Dans le cas de Brian, ses nerfs optiques avaient des apparences douteuses, d’autant qu’on a pu mettre en lien certains déficits de champs visuels avec les lésions observées au fond d’œil. La pression intra-oculaire est élevée, à 28 mm Hg de chaque œil, alors que la normale se situe habituellement sous 20 mm Hg. Heureusement, toutes les autres structures oculaires ont été jugées normales.

Quel traitement ?

Quoi faire ?, se demande Brian. Tout d’abord, il faudra répéter un certain nombre de tests pour en valider les résultats. Le champ visuel, entre autre, peut être variable en fonction de l’expérience du patient et du nombre de tests effectués. Un défaut, pour être confirmé, doit être répété de façon systématique à quelques reprises.

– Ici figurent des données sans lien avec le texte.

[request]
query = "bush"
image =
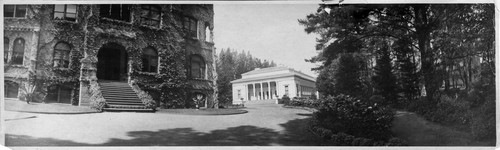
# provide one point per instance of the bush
(303, 102)
(346, 114)
(483, 124)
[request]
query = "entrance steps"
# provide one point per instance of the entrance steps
(120, 96)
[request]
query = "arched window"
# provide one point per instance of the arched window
(11, 89)
(150, 60)
(5, 49)
(197, 67)
(115, 11)
(15, 11)
(61, 55)
(18, 52)
(58, 94)
(151, 15)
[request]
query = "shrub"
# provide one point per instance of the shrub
(96, 100)
(343, 113)
(303, 102)
(483, 123)
(146, 99)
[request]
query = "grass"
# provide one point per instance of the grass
(45, 108)
(202, 111)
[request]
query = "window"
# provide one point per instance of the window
(239, 94)
(5, 49)
(207, 33)
(286, 90)
(18, 52)
(151, 15)
(59, 94)
(297, 89)
(15, 11)
(61, 55)
(191, 27)
(115, 11)
(197, 67)
(150, 60)
(11, 89)
(65, 12)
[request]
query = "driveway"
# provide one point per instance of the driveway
(265, 124)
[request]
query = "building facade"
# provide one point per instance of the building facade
(272, 83)
(164, 49)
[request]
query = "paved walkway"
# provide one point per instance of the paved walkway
(265, 124)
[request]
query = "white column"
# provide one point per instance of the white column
(261, 91)
(269, 90)
(271, 93)
(277, 90)
(300, 90)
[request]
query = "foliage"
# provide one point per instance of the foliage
(406, 67)
(347, 114)
(343, 139)
(344, 76)
(484, 121)
(439, 37)
(146, 99)
(303, 102)
(230, 65)
(97, 101)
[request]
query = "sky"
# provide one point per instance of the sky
(268, 31)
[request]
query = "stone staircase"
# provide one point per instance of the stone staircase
(120, 96)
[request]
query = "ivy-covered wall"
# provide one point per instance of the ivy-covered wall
(87, 35)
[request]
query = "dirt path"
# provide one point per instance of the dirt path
(418, 131)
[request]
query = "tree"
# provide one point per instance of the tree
(419, 23)
(406, 67)
(384, 79)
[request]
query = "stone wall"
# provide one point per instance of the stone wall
(90, 32)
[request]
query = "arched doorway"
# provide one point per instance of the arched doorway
(112, 62)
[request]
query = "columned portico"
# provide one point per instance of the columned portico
(272, 83)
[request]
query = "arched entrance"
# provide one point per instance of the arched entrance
(112, 62)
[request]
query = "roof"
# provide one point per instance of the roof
(291, 73)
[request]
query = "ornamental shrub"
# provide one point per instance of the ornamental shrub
(352, 116)
(96, 100)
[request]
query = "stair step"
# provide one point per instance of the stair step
(125, 106)
(120, 96)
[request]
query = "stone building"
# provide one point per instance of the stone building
(163, 51)
(272, 83)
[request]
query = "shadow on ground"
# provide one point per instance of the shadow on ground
(295, 134)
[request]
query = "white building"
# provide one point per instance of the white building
(272, 83)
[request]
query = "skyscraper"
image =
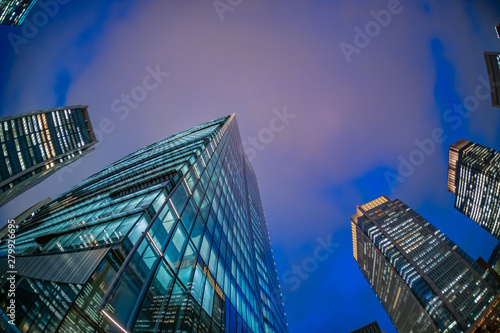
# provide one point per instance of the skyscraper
(493, 67)
(424, 281)
(13, 12)
(370, 328)
(171, 238)
(37, 144)
(474, 178)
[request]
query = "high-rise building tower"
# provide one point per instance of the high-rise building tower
(37, 144)
(474, 178)
(13, 12)
(370, 328)
(424, 281)
(171, 238)
(493, 67)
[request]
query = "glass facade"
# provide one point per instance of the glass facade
(36, 144)
(171, 238)
(474, 177)
(13, 12)
(424, 281)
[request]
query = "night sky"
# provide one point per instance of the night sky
(333, 106)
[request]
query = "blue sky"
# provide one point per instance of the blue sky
(352, 119)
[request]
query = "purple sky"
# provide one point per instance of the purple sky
(352, 121)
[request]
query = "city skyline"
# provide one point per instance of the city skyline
(337, 102)
(473, 177)
(37, 144)
(139, 225)
(433, 285)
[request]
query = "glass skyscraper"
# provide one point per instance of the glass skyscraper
(424, 281)
(13, 12)
(474, 178)
(37, 144)
(493, 67)
(171, 238)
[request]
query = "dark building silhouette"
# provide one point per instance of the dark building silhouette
(13, 12)
(493, 67)
(370, 328)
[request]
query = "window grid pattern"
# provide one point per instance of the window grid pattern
(453, 289)
(200, 256)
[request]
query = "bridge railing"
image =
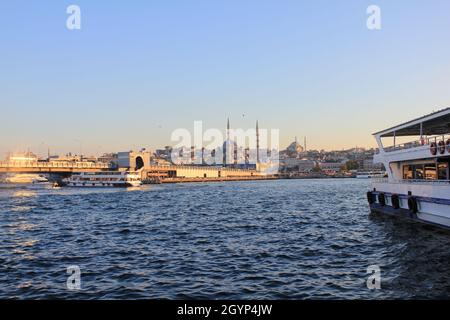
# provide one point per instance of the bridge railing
(56, 164)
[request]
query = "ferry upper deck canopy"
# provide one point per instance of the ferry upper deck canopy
(436, 123)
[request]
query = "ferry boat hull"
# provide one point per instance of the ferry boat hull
(430, 210)
(418, 182)
(104, 179)
(103, 185)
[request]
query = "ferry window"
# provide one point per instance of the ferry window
(430, 171)
(418, 172)
(407, 172)
(442, 171)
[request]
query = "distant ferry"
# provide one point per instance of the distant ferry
(105, 179)
(370, 174)
(26, 178)
(418, 182)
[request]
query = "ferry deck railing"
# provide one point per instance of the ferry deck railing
(411, 181)
(418, 143)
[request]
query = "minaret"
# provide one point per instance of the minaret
(257, 142)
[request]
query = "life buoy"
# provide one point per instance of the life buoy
(433, 148)
(441, 147)
(370, 197)
(395, 201)
(382, 199)
(412, 204)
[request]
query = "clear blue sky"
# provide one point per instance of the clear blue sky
(137, 70)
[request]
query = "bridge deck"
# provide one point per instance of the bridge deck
(50, 167)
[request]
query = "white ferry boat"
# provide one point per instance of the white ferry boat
(417, 164)
(370, 174)
(26, 178)
(106, 179)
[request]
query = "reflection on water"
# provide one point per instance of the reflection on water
(269, 239)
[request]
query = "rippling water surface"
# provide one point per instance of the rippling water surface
(292, 239)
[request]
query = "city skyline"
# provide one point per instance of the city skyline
(134, 74)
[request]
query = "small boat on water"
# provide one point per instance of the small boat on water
(26, 178)
(417, 163)
(106, 179)
(370, 174)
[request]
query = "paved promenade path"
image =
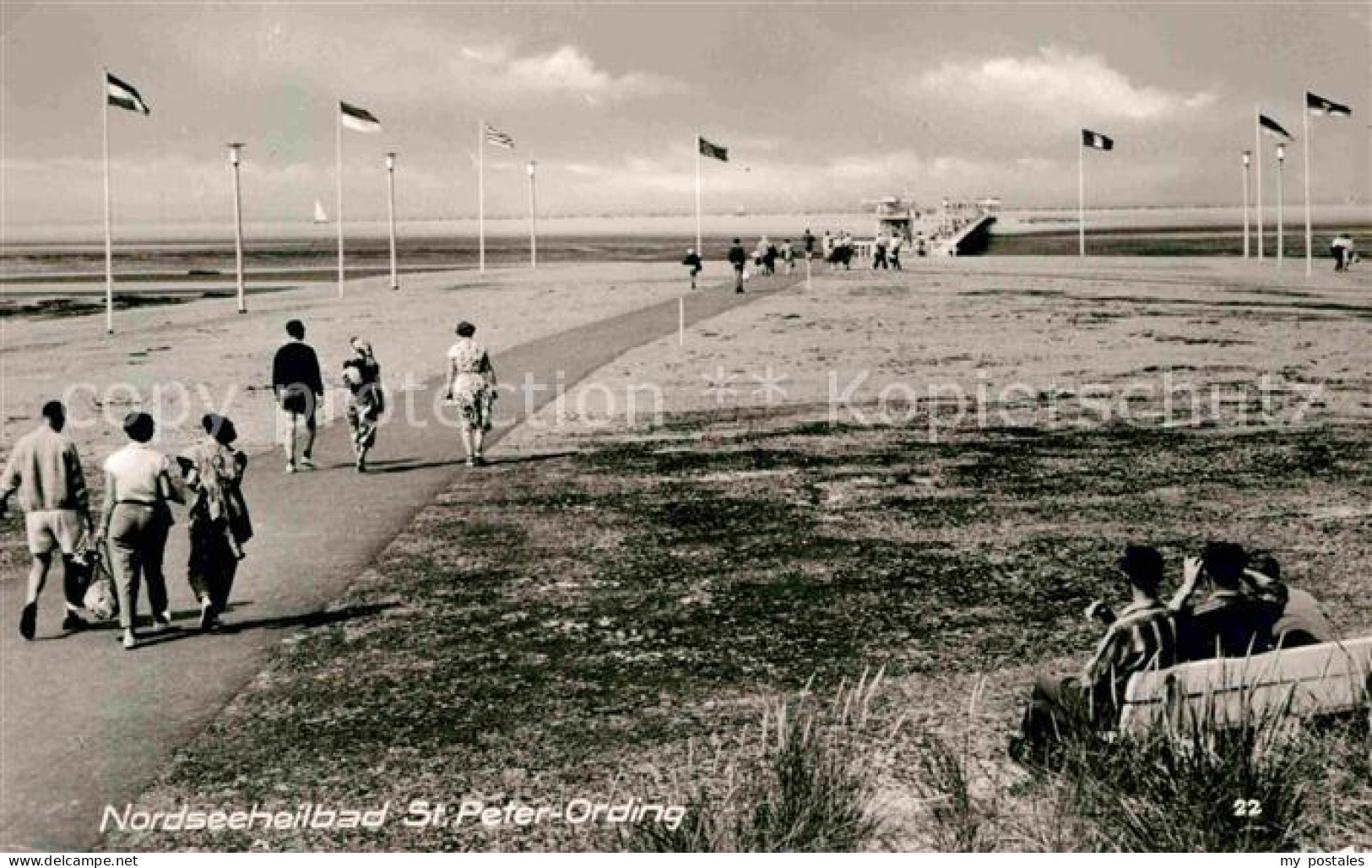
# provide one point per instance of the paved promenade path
(87, 724)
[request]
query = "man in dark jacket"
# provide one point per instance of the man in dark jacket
(1214, 616)
(739, 258)
(298, 386)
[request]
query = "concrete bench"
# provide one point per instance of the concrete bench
(1319, 679)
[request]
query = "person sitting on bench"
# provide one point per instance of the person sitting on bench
(1214, 616)
(1299, 621)
(1142, 637)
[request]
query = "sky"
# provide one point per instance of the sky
(822, 106)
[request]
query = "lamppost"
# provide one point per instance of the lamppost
(1280, 220)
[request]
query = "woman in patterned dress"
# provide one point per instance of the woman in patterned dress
(366, 404)
(471, 384)
(220, 521)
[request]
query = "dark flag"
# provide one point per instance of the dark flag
(1097, 140)
(124, 95)
(1273, 129)
(1320, 106)
(713, 151)
(358, 120)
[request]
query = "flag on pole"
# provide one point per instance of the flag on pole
(1320, 106)
(1273, 129)
(1097, 140)
(498, 138)
(124, 95)
(713, 151)
(358, 120)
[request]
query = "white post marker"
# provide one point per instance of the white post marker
(1305, 177)
(1247, 160)
(338, 204)
(390, 213)
(698, 248)
(1257, 156)
(109, 243)
(480, 197)
(237, 225)
(533, 219)
(1280, 217)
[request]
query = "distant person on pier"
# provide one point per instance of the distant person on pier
(298, 386)
(693, 265)
(878, 252)
(46, 469)
(739, 258)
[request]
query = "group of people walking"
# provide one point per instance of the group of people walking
(763, 258)
(142, 485)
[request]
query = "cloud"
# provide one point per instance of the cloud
(1054, 81)
(564, 70)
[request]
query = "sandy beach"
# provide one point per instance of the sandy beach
(186, 360)
(1011, 336)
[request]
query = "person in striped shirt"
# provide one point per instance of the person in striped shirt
(1142, 637)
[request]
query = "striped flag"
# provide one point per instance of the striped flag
(1273, 129)
(1097, 140)
(1320, 106)
(124, 95)
(358, 120)
(713, 151)
(498, 138)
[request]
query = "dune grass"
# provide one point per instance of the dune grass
(593, 624)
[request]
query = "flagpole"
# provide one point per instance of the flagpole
(1247, 160)
(1082, 199)
(338, 151)
(1257, 158)
(1310, 265)
(109, 244)
(698, 248)
(533, 220)
(1280, 217)
(480, 195)
(237, 225)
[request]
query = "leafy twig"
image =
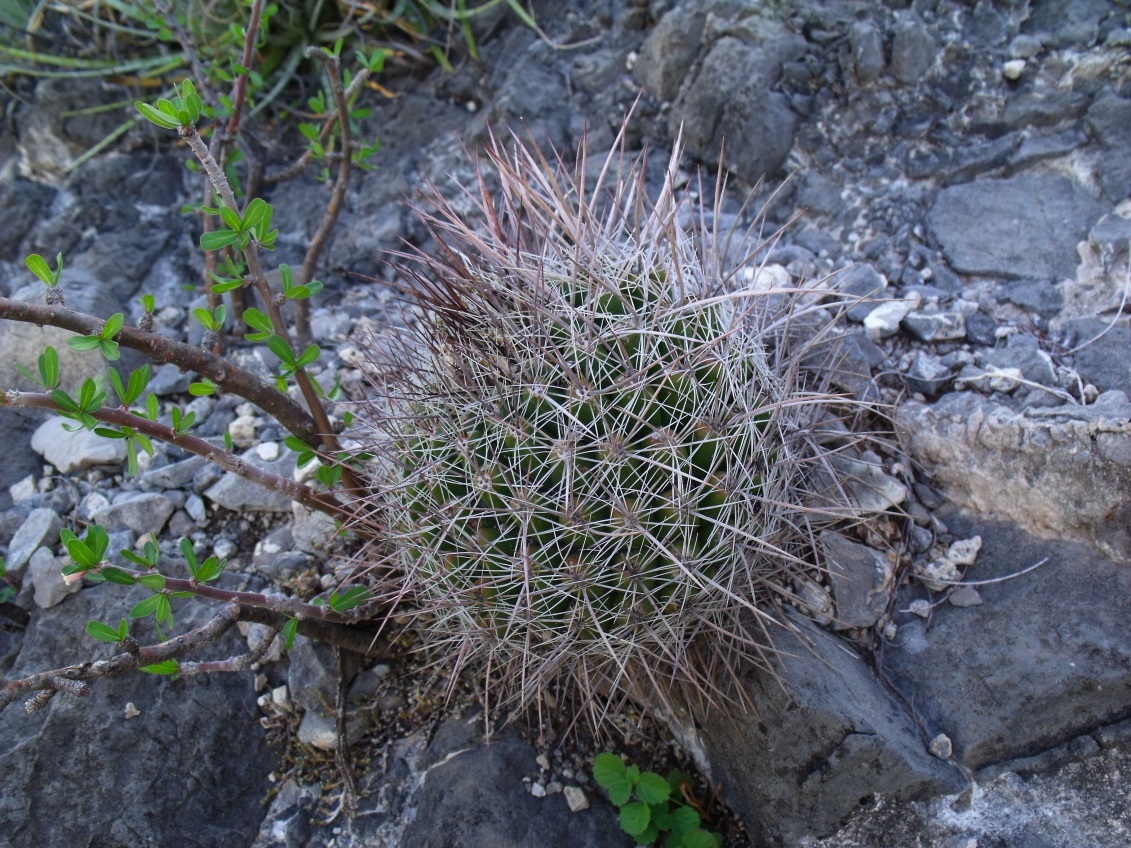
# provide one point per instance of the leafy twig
(161, 349)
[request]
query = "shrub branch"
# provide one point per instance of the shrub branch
(161, 349)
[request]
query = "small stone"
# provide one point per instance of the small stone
(144, 513)
(1013, 69)
(576, 798)
(195, 505)
(282, 699)
(965, 596)
(941, 746)
(46, 577)
(883, 320)
(75, 451)
(922, 608)
(24, 490)
(935, 326)
(268, 451)
(41, 528)
(242, 430)
(318, 730)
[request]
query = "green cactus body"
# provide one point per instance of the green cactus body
(593, 463)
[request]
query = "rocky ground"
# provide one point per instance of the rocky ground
(967, 165)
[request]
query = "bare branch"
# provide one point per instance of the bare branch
(285, 486)
(161, 349)
(72, 678)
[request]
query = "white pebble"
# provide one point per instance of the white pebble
(576, 798)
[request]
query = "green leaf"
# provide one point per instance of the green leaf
(145, 607)
(102, 632)
(117, 576)
(653, 788)
(682, 820)
(635, 818)
(110, 349)
(139, 379)
(279, 348)
(85, 343)
(153, 581)
(209, 570)
(169, 666)
(113, 325)
(348, 599)
(164, 609)
(39, 266)
(218, 239)
(308, 356)
(157, 117)
(288, 631)
(232, 218)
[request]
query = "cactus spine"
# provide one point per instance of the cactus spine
(595, 456)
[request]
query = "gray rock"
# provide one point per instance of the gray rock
(75, 451)
(913, 50)
(866, 51)
(1067, 22)
(477, 799)
(870, 490)
(927, 374)
(1059, 473)
(22, 202)
(1106, 120)
(825, 736)
(147, 512)
(316, 533)
(861, 581)
(45, 573)
(40, 529)
(1010, 811)
(1038, 296)
(730, 100)
(313, 675)
(169, 380)
(236, 493)
(174, 475)
(20, 461)
(1028, 226)
(1024, 354)
(1105, 362)
(668, 51)
(1049, 662)
(193, 763)
(1038, 148)
(861, 280)
(935, 326)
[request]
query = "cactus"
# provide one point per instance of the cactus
(596, 452)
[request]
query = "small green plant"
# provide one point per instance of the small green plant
(661, 811)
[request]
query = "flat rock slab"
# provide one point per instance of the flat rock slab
(190, 770)
(1043, 659)
(1024, 226)
(477, 799)
(831, 736)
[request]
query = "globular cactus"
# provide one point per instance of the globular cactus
(594, 441)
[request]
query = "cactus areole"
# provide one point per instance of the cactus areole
(595, 456)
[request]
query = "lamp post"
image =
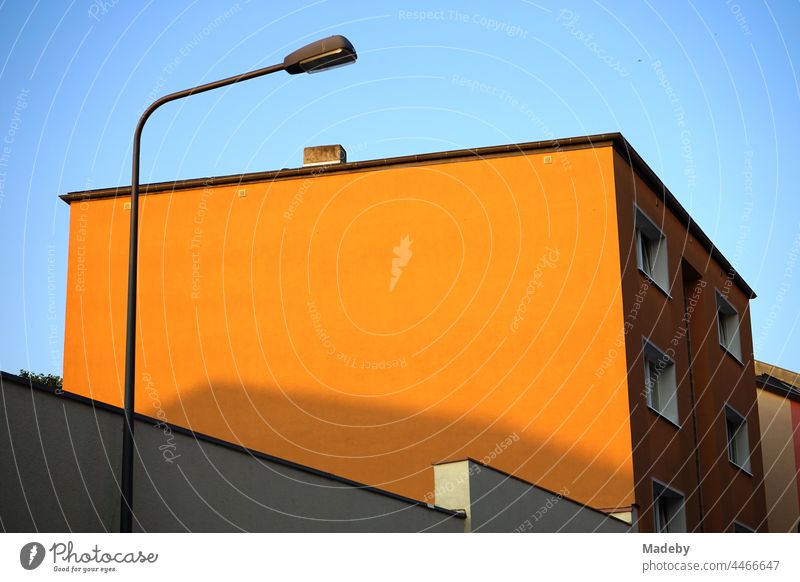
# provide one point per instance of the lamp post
(334, 51)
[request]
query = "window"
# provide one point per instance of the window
(659, 382)
(738, 441)
(668, 508)
(651, 250)
(728, 327)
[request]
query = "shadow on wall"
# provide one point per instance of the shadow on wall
(322, 431)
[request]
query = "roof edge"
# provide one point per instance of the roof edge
(615, 139)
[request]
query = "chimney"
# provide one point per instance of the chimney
(324, 155)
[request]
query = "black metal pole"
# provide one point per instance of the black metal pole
(126, 481)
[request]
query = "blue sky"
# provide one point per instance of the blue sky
(707, 92)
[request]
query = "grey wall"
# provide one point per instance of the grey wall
(59, 460)
(501, 503)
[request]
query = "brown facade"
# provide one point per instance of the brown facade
(521, 318)
(682, 321)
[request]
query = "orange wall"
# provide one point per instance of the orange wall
(780, 445)
(269, 319)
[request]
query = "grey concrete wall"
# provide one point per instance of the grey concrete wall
(501, 503)
(59, 460)
(496, 502)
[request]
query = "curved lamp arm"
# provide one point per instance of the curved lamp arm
(327, 53)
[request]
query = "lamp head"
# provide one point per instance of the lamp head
(327, 53)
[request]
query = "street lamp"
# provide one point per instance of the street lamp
(324, 54)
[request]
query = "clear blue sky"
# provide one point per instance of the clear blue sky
(704, 91)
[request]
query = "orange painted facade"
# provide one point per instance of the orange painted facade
(778, 393)
(372, 320)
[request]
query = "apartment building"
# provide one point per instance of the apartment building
(778, 392)
(546, 308)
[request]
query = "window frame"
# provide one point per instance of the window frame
(663, 491)
(731, 414)
(652, 355)
(726, 309)
(657, 271)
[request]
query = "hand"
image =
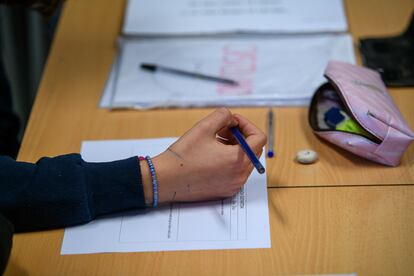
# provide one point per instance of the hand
(206, 163)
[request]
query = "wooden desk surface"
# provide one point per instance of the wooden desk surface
(314, 230)
(65, 111)
(368, 230)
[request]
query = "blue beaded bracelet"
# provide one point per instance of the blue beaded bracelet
(154, 182)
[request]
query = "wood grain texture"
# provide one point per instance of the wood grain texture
(65, 111)
(367, 230)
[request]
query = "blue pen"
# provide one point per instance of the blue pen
(240, 139)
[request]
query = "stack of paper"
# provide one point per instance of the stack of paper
(272, 69)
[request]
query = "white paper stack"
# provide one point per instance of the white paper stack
(283, 67)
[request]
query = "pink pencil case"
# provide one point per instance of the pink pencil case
(354, 111)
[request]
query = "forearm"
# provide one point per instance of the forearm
(65, 190)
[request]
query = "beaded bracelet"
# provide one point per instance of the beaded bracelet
(154, 180)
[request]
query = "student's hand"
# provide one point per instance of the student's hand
(206, 163)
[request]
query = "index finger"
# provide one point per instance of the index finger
(253, 135)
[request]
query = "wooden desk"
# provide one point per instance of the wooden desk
(363, 229)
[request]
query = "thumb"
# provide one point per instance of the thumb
(219, 119)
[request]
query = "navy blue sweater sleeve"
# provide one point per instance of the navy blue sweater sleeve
(66, 190)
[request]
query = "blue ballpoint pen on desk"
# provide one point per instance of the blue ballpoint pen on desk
(270, 152)
(240, 139)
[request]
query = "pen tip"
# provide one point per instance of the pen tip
(149, 67)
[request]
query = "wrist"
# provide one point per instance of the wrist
(146, 182)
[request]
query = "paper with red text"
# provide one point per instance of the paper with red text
(238, 222)
(160, 17)
(283, 70)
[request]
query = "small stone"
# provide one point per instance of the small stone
(306, 156)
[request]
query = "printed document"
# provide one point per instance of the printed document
(238, 222)
(270, 71)
(160, 17)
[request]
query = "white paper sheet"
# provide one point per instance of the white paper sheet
(154, 17)
(238, 222)
(283, 70)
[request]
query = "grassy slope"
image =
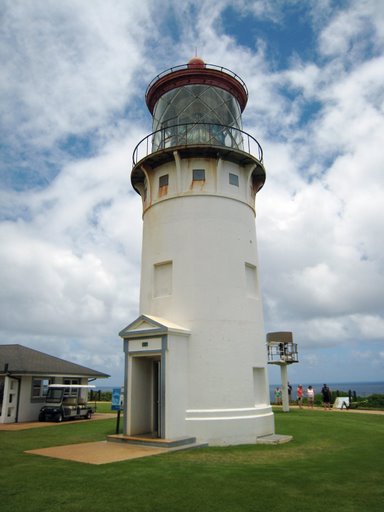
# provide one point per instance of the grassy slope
(334, 462)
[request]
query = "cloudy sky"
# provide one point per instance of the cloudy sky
(72, 86)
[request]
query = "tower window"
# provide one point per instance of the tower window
(233, 179)
(163, 181)
(163, 185)
(198, 174)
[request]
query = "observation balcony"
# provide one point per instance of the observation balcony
(198, 139)
(281, 349)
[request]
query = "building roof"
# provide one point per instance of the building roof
(18, 360)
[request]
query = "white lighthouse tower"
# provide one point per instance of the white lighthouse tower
(195, 359)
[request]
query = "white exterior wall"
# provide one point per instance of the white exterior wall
(200, 270)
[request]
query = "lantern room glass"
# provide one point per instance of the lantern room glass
(197, 114)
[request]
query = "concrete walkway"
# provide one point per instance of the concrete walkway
(40, 424)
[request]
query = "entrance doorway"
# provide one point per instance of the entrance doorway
(146, 398)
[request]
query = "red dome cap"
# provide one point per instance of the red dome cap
(196, 62)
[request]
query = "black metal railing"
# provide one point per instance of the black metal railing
(280, 353)
(190, 134)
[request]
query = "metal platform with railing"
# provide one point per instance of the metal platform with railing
(192, 135)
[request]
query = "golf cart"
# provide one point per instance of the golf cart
(65, 402)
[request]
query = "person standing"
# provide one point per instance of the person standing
(310, 396)
(299, 394)
(278, 396)
(327, 397)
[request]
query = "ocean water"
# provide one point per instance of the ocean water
(361, 388)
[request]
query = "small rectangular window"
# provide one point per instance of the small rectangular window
(233, 179)
(40, 387)
(198, 175)
(163, 185)
(163, 181)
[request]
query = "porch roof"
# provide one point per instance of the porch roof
(146, 325)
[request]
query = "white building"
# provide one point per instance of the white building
(25, 375)
(195, 359)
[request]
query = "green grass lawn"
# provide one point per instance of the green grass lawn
(334, 463)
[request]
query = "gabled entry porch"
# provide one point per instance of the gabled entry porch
(156, 378)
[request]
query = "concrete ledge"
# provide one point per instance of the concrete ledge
(181, 442)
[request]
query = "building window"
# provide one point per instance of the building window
(163, 181)
(40, 388)
(163, 185)
(198, 174)
(162, 279)
(251, 280)
(233, 179)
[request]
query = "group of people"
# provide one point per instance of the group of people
(310, 395)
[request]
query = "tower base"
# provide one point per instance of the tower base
(220, 427)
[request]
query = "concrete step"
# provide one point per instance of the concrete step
(274, 439)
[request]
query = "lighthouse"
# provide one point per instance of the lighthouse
(196, 358)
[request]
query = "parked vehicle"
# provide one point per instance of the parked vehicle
(65, 402)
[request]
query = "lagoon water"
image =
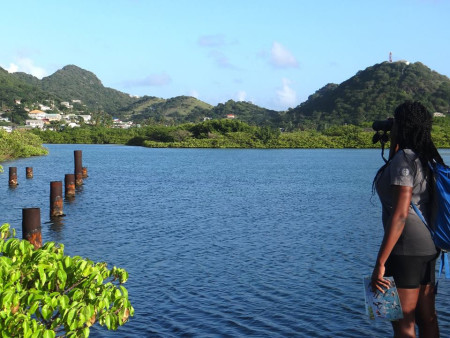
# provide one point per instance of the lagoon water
(222, 242)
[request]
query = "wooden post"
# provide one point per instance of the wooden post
(69, 185)
(56, 200)
(84, 170)
(78, 167)
(29, 172)
(31, 226)
(12, 176)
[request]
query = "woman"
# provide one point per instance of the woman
(407, 251)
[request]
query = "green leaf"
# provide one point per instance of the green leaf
(108, 321)
(42, 276)
(46, 312)
(49, 334)
(67, 261)
(33, 308)
(70, 316)
(64, 302)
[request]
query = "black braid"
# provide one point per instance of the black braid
(414, 124)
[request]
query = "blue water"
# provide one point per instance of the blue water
(222, 242)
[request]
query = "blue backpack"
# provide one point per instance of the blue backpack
(441, 231)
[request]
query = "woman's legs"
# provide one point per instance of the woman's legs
(426, 317)
(405, 327)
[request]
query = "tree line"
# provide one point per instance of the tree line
(227, 133)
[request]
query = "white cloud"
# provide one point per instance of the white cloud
(194, 93)
(286, 96)
(241, 95)
(281, 57)
(211, 40)
(27, 66)
(221, 59)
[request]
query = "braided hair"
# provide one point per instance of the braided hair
(414, 124)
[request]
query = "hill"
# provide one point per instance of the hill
(19, 86)
(175, 110)
(372, 94)
(74, 83)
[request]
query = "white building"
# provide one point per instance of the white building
(86, 118)
(37, 114)
(53, 117)
(35, 123)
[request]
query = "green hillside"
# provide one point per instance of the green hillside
(16, 86)
(372, 94)
(74, 83)
(175, 110)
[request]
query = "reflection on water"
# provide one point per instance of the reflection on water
(222, 242)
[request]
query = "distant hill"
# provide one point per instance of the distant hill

Une fois que le diagnostic sera bien confirmé, par l'ophtalmologiste ou l'optométriste (selon les juridictions), il est important de comprendre que le but du traitement n’est pas de guérir la condition de glaucome, mais bien d’en ralentir la progression, afin de limiter les conséquences négatives sur l’acuité visuelle et le champ de vision.

Brian comprend donc bien qu’une fois qu’on est glaucomateux, on le reste toute sa vie, sans possibilité de retour à la normale. Il comprend également que son observance du traitement sera très importante afin de conserver sa vision, et ce, tout au long de sa vie.

Habituellement, le traitement commence par l’instillation de médicaments topiques qui visent soit à réduire la production d’humeur aqueuse, soit en favoriser l’évacuation de l’intérieur de l’œil, ou les deux. Certains autres médicaments peuvent également viser la protection du nerf optique contre les dommages causés par le glaucome.

Empêcher la dégradation

Il faut dire que le traitement n’améliore pas la vision, ne restaure pas le champ de vision perdu mais empêche simplement que la condition ne se dégrade. Une fois commencé, le traitement par médicament ne doit jamais être arrêté sans l’avis du professionnel. Tout effet secondaire (rougeurs, œil sec, picotement intense, etc.) doit aussi être rapporté au professionnel afin qu’ils soient traités ou que les produits prescrits soient modifiés.

Finalement, à tout moment, des interventions chirurgicales ou par laser peuvent être proposées par le médecin opthalmologiste afin de mieux contrôler la condition du patient.

Brian quitte donc le cabinet, surpris de sa condition, mais se sentant rassuré quant à la suite des choses. Il vient de comprendre que ce qu’il prenait pour des incidents banals étaient en fait des signes importants des pertes de son champ de vision. La lunette de lecture prescrite n'y changera rien. Il devra apprendre à s'adapter à cette nouvelle réalité et espérer que son champ restant lui permettra de garder ses capacités de conduire le chariot et son automobile.

Il se promet bien de parler de cette maladie à tout son entourage, à ses enfants en particulier, afin qu’ils consultent et puissent être dépistés à temps. Toute la population âgée de plus de 50 ans devrait subir un test de dépistage par l’optométriste ou l’ophtalmologiste, de même que tous ceux, de tout âge, dont l'un des parents ou des proches sont atteints de glaucome.

La semaine mondiale du glaucome nous rappelle l’importance de consulter un professionnel de la vue avant que ce tueur de vision silencieux ne fasse d’autres victimes.